If we want to work with a PDF that has images of text, we actually have to work with programs that will execute [Optical Character Recognition](https://en.wikipedia.org/wiki/Optical_character_recognition) (OCR) algorithms. It is important to recognize that, in the modern day, the output of these algorithms is based on data that they are trained with--machine learning. This means that we are not guaranteed (i) that the algorithm will be able to translate the image into text and (ii) tha the extracted text is correct. 

Which is all to say the difficulty in extracting data from a PDF varies **wildly** depending on what the data is, ranging from *dead simple* to *you're now doing computer science research*

# Starting with what we have

So let's examine documents that we downloaded from the SEC to start our introduction to parsing PDFs.

There are a number of libraries that exist to open and [extract data from PDFs with Python](https://letmegooglethat.com/?q=python+pdf+parsing)

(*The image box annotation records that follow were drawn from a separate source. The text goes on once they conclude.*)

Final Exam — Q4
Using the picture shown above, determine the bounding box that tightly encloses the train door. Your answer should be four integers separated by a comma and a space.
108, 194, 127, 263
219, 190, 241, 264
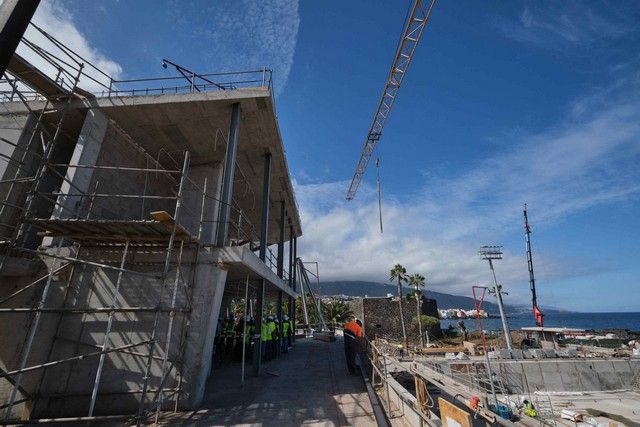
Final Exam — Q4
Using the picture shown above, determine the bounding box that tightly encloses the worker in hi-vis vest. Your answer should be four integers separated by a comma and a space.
260, 319, 271, 361
281, 314, 291, 353
267, 316, 278, 360
342, 319, 362, 374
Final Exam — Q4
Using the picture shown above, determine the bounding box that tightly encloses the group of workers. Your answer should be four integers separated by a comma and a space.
214, 315, 295, 363
260, 315, 294, 362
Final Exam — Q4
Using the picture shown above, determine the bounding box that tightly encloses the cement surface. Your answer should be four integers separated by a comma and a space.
162, 338, 377, 426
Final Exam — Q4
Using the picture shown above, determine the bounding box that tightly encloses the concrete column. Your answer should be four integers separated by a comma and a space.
253, 279, 266, 377
289, 225, 293, 288
180, 258, 227, 409
276, 291, 282, 352
260, 153, 271, 262
277, 200, 285, 279
51, 108, 107, 218
186, 163, 222, 245
216, 102, 240, 247
293, 237, 298, 292
289, 297, 296, 341
0, 0, 40, 76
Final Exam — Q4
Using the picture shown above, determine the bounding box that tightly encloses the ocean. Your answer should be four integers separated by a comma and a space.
440, 313, 640, 331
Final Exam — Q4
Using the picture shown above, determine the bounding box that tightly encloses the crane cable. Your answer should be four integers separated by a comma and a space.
376, 157, 383, 233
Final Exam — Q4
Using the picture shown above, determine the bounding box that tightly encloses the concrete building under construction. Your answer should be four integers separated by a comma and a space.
0, 15, 302, 422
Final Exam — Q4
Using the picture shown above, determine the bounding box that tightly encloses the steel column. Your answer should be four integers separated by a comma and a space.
277, 200, 286, 279
276, 291, 283, 353
260, 153, 271, 262
293, 237, 298, 292
289, 225, 293, 288
253, 279, 266, 377
216, 102, 240, 247
0, 0, 40, 76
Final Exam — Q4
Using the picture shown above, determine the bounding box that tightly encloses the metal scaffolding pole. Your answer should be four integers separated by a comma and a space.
260, 153, 271, 262
4, 239, 62, 424
87, 244, 129, 417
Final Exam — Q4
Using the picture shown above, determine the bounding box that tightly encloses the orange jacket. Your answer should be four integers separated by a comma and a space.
342, 320, 362, 338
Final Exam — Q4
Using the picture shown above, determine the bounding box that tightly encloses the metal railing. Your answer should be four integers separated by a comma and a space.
96, 68, 273, 97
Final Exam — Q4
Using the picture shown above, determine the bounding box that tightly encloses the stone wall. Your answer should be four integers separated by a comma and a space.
351, 296, 441, 341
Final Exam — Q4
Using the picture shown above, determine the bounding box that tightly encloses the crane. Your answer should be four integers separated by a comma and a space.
523, 203, 544, 327
347, 0, 436, 200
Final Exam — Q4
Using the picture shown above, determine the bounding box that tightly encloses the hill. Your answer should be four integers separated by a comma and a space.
321, 281, 516, 314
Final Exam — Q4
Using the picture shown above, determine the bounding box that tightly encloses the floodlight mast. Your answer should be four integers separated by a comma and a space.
478, 246, 513, 350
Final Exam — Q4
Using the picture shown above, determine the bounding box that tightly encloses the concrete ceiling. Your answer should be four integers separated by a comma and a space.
93, 87, 302, 244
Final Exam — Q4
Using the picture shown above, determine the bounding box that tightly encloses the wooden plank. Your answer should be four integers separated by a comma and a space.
149, 211, 173, 222
438, 397, 472, 427
420, 347, 469, 354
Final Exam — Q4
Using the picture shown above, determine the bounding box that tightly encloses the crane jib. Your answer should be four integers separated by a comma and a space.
347, 0, 436, 200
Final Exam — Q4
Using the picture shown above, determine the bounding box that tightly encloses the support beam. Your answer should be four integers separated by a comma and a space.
253, 279, 266, 377
289, 297, 296, 342
293, 237, 298, 292
276, 291, 284, 354
289, 225, 293, 288
292, 236, 304, 342
277, 200, 286, 279
216, 102, 240, 247
260, 153, 271, 262
0, 0, 40, 76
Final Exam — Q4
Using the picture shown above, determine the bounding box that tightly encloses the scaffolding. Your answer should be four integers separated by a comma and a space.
0, 24, 276, 425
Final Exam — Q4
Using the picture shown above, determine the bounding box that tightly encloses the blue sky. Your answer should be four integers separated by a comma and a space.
30, 0, 640, 311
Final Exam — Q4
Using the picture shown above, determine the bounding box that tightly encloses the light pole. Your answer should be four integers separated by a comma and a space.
478, 246, 513, 350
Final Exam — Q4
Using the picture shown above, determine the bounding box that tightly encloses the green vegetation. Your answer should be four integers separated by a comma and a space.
407, 273, 425, 347
389, 264, 409, 348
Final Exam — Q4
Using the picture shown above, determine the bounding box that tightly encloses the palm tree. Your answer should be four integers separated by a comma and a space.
407, 273, 425, 347
389, 264, 409, 351
322, 300, 353, 330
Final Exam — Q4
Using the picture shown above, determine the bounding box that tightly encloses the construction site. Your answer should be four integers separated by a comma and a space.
0, 0, 640, 427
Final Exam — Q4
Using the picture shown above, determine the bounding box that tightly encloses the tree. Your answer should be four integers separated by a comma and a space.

We will start with something dead simple to install across any OS because we're using an Anaconda installation

In [None]:
!pip install PyPDF2

In [None]:
import PyPDF2

pdf_obj = open('../../data/pdfs/amazon_2020.pdf', 'rb')
pdf_obj

In [None]:
pdf_obj.read()

Success! We can at least open the PDF and see that we're getting a standard file object representation to work with 

But we have to create the reader for the object too

In [None]:
pdf_reader = PyPDF2.PdfReader(pdf_obj)

pdf_reader.pages

In [None]:
len(pdf_reader.pages)

In [None]:
dir(pdf_reader)

And now we can see that it's reading/seeing that there are 80 pages in the document. We can work with individual pages-- let's do that for the third page.

In [None]:
pdf_reader.pages[2]

And try to extract some text

In [None]:
page = pdf_reader.pages[2]
page.extract_text().split('\n')

Fun times, we can all totally read that right?

Nope. totally mangled on the bytecode conversion to a string because the PDF isnt meant to be read as a PDF document.

In comparison, a document created from latex.

In [None]:
pdf_obj = open('../../data/pdfs/plos_template.pdf', 'rb')
pdf_reader = PyPDF2.PdfReader(pdf_obj)
page = pdf_reader.pages[2]
print(page.extract_text())

So not a perfect extraction in comparison to text stored in plain-text, but accessible. There isn't much that can be done to aid in parsing other than hoping that there are textual markers that signify structure in the manuscript. 

We could also try to get data from elements like tables:

In [None]:
pdf_reader = PyPDF2.PdfReader(pdf_obj)
page = pdf_reader.pages[16]
page.extract_text()

But again, we lost the structure of the table itself so we have to try to figure it out on our own. 

There are other packages to extract text and tables from PDFs, *but* installation across any Operating System is difficult because of their dependencies on other software and libraries that are not controlled or a part of the Python installation.